It's up to you

É no mínimo gratificante encontrar textos bem articulados, com argumentação respaldada por princípios científicos a fortalecer nossos posicionamentos pessoais frequentemente criticados.

Senti isso quando tive acesso ao texto abaixo e me lembrei do que postei aqui, no início do ano, sobre o “Copenhagen 2009”.

Este texto é, na verdade, um capítulo do livro intitulado “The weather makers”, do cientista e conservacionista australiano Tim Flannery. Em sua obra, Flannery analisa o comportamento humano contemporâneo, seu impacto ambiental e explora ainda as conseqüências potenciais de tal comportamento.

Chapter 35: Over to You

There is one thing that no CEO can afford to look away from – the melee of buyers and sellers known as the market. It is my firm belief that all the efforts of government and industry will come to naught unless the good citizen and consumer takes the iniciative, and in tackling climate change the consumer is in a most fortunate position.

You can, in a few months rather than the fifty years allowed by some government, easily attain the 70 % reduction in emissions required to stabilize the earth’s climate. All it takes are a few changes to your personal life, none of which requires serious sacrifices.

Understanding how you use electricity is the most powerful tool in your armory, for that allows you to make effective decisions about reducing your personal emissions of CO2. To begin, pick up and read carefully your electricity bill. Is your bill higher than it was at the same time last year? If so, why? A phone call or e-mail inquiry to your power supplier may help clarify this.

If you wish to take more decisive action, the best place for most people to start is with hot water. In the developed world, roughly one-third of CO2 emissions result from domestic power, and one-third of a typical domestic power bill is spent on heating water. This is crazy, since the sun will heat your water for free if you have the right device. An initial outlay is required, but such are the benefits that it is well worth taking out a loan to do so, for in sunny climates like California or southern Europe the payback period is around two or three years, and as the devices usually carry a ten-year guarantee, that means at least seven to eight years of free hot water. Even in cloudy regions such as Germany and Britain, you will get several year’s worth of hot water for free.

If you wish to reduce your impact even further, start with the greatest consumers of power, which for most people are air conditioning, heating, and refrigeration. If you are thinking of installing any such items, you should seek out the most energy-efficient model available.

A good rule of thumb is to choose the smallest device to suit your average needs, and consider alternatives: it may be cheaper to install insulation rather than buying and running a larger heater or cooler. It can be difficult to convince children that they need to turn off appliances when they are finished with them.
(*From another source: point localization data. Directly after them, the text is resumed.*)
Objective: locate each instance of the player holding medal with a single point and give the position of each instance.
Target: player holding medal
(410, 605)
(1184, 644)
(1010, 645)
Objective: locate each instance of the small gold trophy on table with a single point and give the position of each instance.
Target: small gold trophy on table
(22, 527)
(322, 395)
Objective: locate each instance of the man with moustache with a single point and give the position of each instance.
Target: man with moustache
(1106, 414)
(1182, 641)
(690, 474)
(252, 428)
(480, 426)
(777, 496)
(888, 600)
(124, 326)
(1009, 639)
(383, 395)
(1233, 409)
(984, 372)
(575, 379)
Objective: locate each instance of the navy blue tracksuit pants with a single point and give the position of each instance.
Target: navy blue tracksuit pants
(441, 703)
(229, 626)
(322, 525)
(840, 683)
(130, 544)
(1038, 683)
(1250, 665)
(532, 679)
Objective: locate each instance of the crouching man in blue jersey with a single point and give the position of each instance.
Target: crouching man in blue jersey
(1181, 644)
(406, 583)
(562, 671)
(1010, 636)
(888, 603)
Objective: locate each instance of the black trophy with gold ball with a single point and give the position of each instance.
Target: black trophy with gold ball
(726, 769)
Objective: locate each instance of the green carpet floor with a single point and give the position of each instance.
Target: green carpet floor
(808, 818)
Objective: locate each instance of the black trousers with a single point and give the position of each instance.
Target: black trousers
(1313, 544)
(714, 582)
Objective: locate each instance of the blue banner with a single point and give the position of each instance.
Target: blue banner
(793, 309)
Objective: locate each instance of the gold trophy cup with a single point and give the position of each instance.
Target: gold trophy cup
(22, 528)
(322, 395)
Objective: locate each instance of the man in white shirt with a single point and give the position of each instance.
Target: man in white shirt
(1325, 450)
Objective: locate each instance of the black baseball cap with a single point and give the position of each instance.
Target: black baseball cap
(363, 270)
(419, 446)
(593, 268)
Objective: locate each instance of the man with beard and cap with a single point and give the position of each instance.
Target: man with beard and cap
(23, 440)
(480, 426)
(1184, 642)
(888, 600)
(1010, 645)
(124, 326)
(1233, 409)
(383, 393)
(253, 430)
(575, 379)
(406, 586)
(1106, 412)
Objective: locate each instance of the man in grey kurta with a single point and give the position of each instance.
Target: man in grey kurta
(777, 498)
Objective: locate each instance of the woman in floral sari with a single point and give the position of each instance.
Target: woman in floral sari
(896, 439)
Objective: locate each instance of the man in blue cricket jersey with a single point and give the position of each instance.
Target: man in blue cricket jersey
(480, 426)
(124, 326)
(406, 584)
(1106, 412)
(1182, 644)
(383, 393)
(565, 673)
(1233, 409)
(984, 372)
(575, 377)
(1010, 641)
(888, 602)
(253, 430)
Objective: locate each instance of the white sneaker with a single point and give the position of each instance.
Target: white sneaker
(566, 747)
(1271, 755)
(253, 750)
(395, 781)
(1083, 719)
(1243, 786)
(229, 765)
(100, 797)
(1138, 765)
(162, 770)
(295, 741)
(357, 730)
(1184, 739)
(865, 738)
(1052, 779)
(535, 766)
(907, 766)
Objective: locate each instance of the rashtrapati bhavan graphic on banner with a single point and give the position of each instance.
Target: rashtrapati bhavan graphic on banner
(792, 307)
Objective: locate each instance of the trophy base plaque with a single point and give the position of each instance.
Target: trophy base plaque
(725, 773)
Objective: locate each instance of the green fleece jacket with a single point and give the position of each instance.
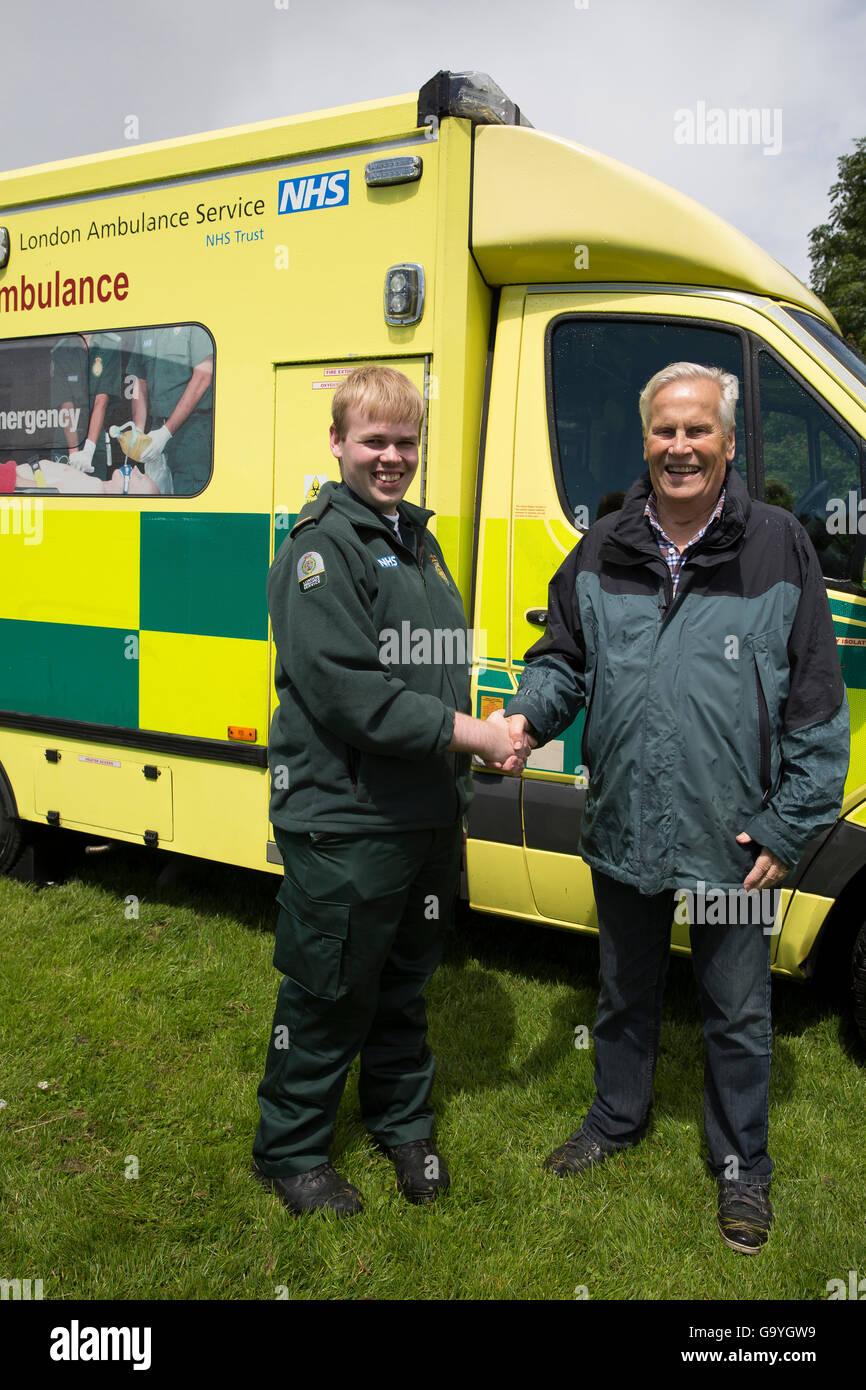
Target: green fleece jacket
(371, 663)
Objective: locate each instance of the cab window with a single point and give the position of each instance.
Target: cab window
(597, 370)
(811, 466)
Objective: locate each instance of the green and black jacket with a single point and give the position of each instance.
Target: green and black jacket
(717, 712)
(371, 663)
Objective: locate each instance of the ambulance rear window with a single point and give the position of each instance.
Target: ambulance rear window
(848, 356)
(110, 412)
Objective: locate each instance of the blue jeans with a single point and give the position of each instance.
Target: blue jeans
(731, 966)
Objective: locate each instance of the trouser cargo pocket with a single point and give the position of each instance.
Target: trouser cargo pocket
(310, 940)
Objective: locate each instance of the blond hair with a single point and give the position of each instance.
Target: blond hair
(381, 394)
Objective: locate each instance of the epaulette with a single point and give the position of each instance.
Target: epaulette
(312, 510)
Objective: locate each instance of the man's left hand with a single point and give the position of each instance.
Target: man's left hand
(768, 868)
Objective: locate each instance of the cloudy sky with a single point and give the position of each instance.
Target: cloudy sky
(616, 75)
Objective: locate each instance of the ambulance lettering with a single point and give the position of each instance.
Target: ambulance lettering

One way to teach them is for a family to examine its power bill together and set a target for reduction. When it’s met, give the kids the savings.

It is not feasible right now for most of us to do away with burning fossil fuels for transport, but we can greatly reduce their use. Walking wherever possible is highly effective, as is taking public transport. Hybrid fuel vehicles are twice as fuel efficient as a standard, similar-sized car, and trading in your four-wheel-drive or SUV for a medium-sized hybrid fuel car cuts your personal transport emissions by 70% in one fell swoop.

For those who cannot or do not wish to drive a hybrid, a good rule is to buy the smallest vehicle capable of doing the job you most often require. You can always rent for the rent for the rare occasions you need something larger. A few years from now, if you have invested in solar power, you should be able to purchase a compressed-air vehicle. Then you can truly thumb your nose at all of those power and gas bills.

As you read through this list of vacations to combat climate change, you might be skeptical that such steps can have such a huge impact. But not only is our global climate approaching a tipping point, our economy is as well, for the energy sector is about to experience what the Internet brought to the media – an age wherein previously discrete products are in competition with each other, and with the individual.

If enough of us buy green power, solar panels, solar hot water systems, and hybrid vehicles, the cost of these items will plummet. This will encourage the sale of yet more panels and wind generators, and soon the bulk of domestic power will be generated by renewable technologies. This will place sufficient pressure on industry that, when combined with the pressure from Kyoto, it will compel energy-hungry enterprises to maximize efficiency and turn to clean power generation. This will make renewables even more affordable. As a result, the developing world – including China and India – will be able to afford clean power rather than filthy coal.

With a little help from you, right now, the developing giants of Asia might even avoid the full carbon catastrophe in which we, in the industrialized world, find ourselves so deeply mired.
Much could go wrong with this linked lifeline to climate safety. It may be that the big power users will infiltrate governments further and stymie the renewable sector; or maybe we will act too slowly, and nations such as China and India will have already invested in fossil fuel generation before the price of renewable comes down. Or perhaps the rate of climate change will be discovered to be too great and we will have to drawn CO2 from the atmosphere.

As these challenges suggest, we are the generation fated to live in the most interesting of times, for we are now the weather makers, and the future of biodiversity and civilization hangs on our actions.

I have done my best to fashion a manual on the use of Earth’s thermostat. Now it’s over to you.